Racy texts to 2 teen boys push former Mt. Pleasant volunteer coach to trial
A former volunteer coach at Mt. Pleasant Area High School blamed an ex-girlfriend for sending explicit texts to a pair of teenage boys and soliciting lewd photos, but all charges against him were held for trial Thursday.
State police charged Ty Cameron Holler, 23, of Latrobe, with two counts each of unlawful contact with a minor, corruption of minors and hiring or permitting a minor to assist in producing or distributing sexual materials, stemming from text messages he allegedly sent the teens in 2014 and 2015.
At a preliminary hearing Thursday before District Judge Roger Eckels, the victims and an investigator testified that Holler, a volunteer coach for the football team, had started texting the teens, who were 15 and 16 at the time, about sports.
But the conversation turned to sex — the teens’ sex lives and Holler’s exploits at Indiana University of Pennsylvania. He allegedly asked them for details and “proof” of the sex they were having, and sent the teens topless photos of a woman he said wanted to get to know them or have sex with them if they sent explicit pictures in return.
“I just thought it was real weird. … I gave him a normal picture to send to the girl, that was it,” testified the older of the two, now 18.

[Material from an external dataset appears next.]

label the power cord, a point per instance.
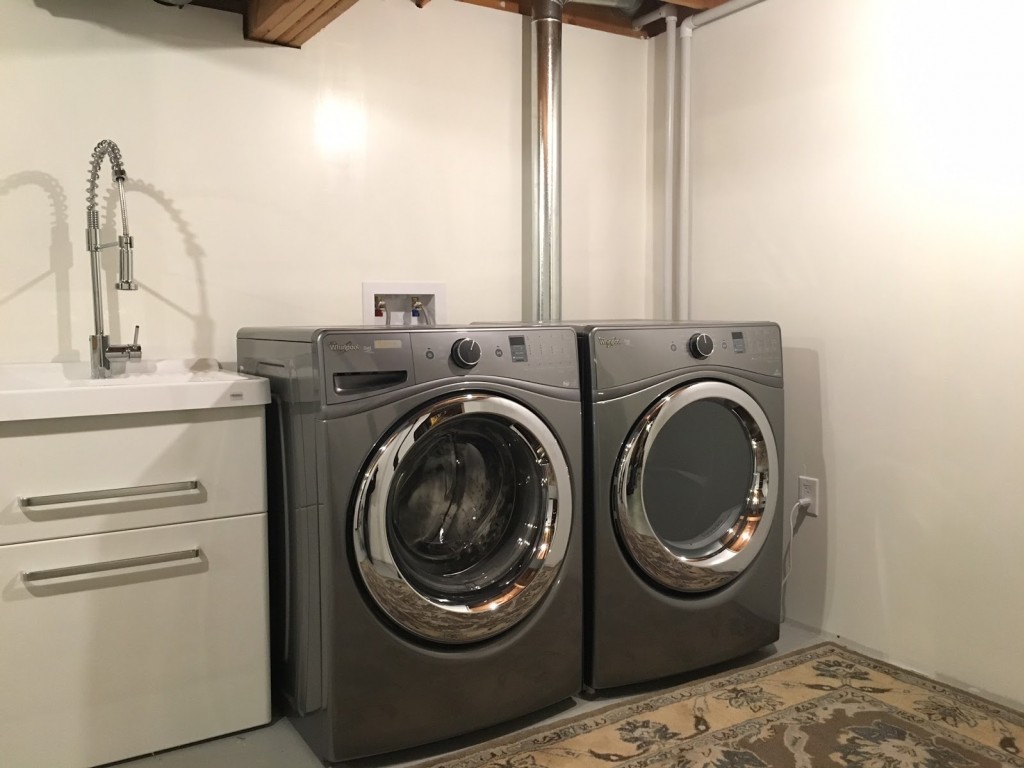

Investigating Trooper Joseph Lauricia testified that in two separate interviews with police, Holler told them the texts to the older of the two victims came from his girlfriend of only three days, whom he could identify only as “Alexis” and no longer had any contact information for via phone or social media.
According to Lauricia’s testimony, Holler initially said Alexis met with him and the older victim at a bar near IUP, then took Holler’s phone while he slept and sent the topless photo and suggestive texts. After officers challenged his story, Holler told them he acted as a go-between for his girlfriend and the teenager, but never asked for photos in return.

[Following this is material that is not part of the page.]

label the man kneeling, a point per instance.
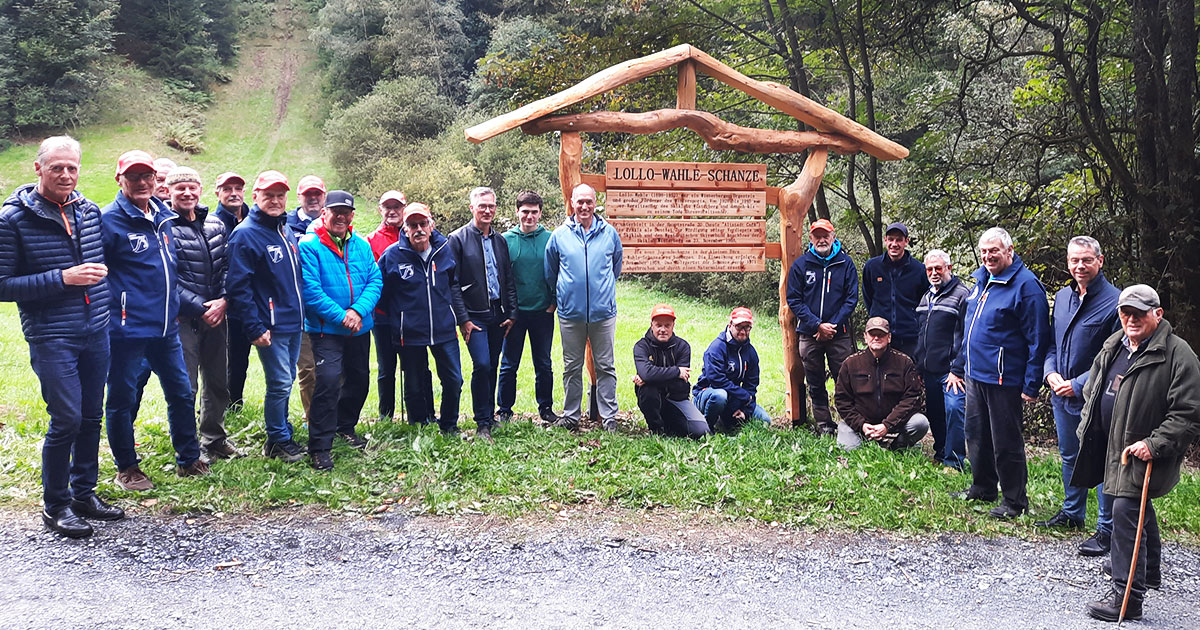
(664, 366)
(879, 395)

Lauricia said he found no evidence the victim, a high school sophomore at the time, had ever visited the bar in Indiana.
Holler told police he got an unsolicited nude photo and a video of the older victim having sex about a week after sending the topless photo, though the victim said he never sent anything other than a fully clothed picture.
The younger victim said Holler asked for a picture of his bodily fluids as proof he had sex.
Defense attorney Michael Ferguson argued there was a loophole in the state’s child pornography law that said soliciting depictions of sex acts and body parts was prohibited, but bodily fluids were not.
He compared it to the difference between a photo of urine and one of a man visibly urinating.
Assistant District Attorney Adam Barr countered that the bodily fluids would require a sexual act that was covered under the law.
Ferguson also said the topless photo wasn’t illegal because of a state appellate court precedent that held nudity alone was not obscene. He contested the “corruption of minors” charge by arguing that teenagers, especially in a football locker room, talk about sex all the time, and argued that Holler’s conversations with them didn’t change the teens’ views or morals.
Eckels ordered that all charges against Holler be held for the Court of Common Pleas. His formal arraignment is scheduled for June 21.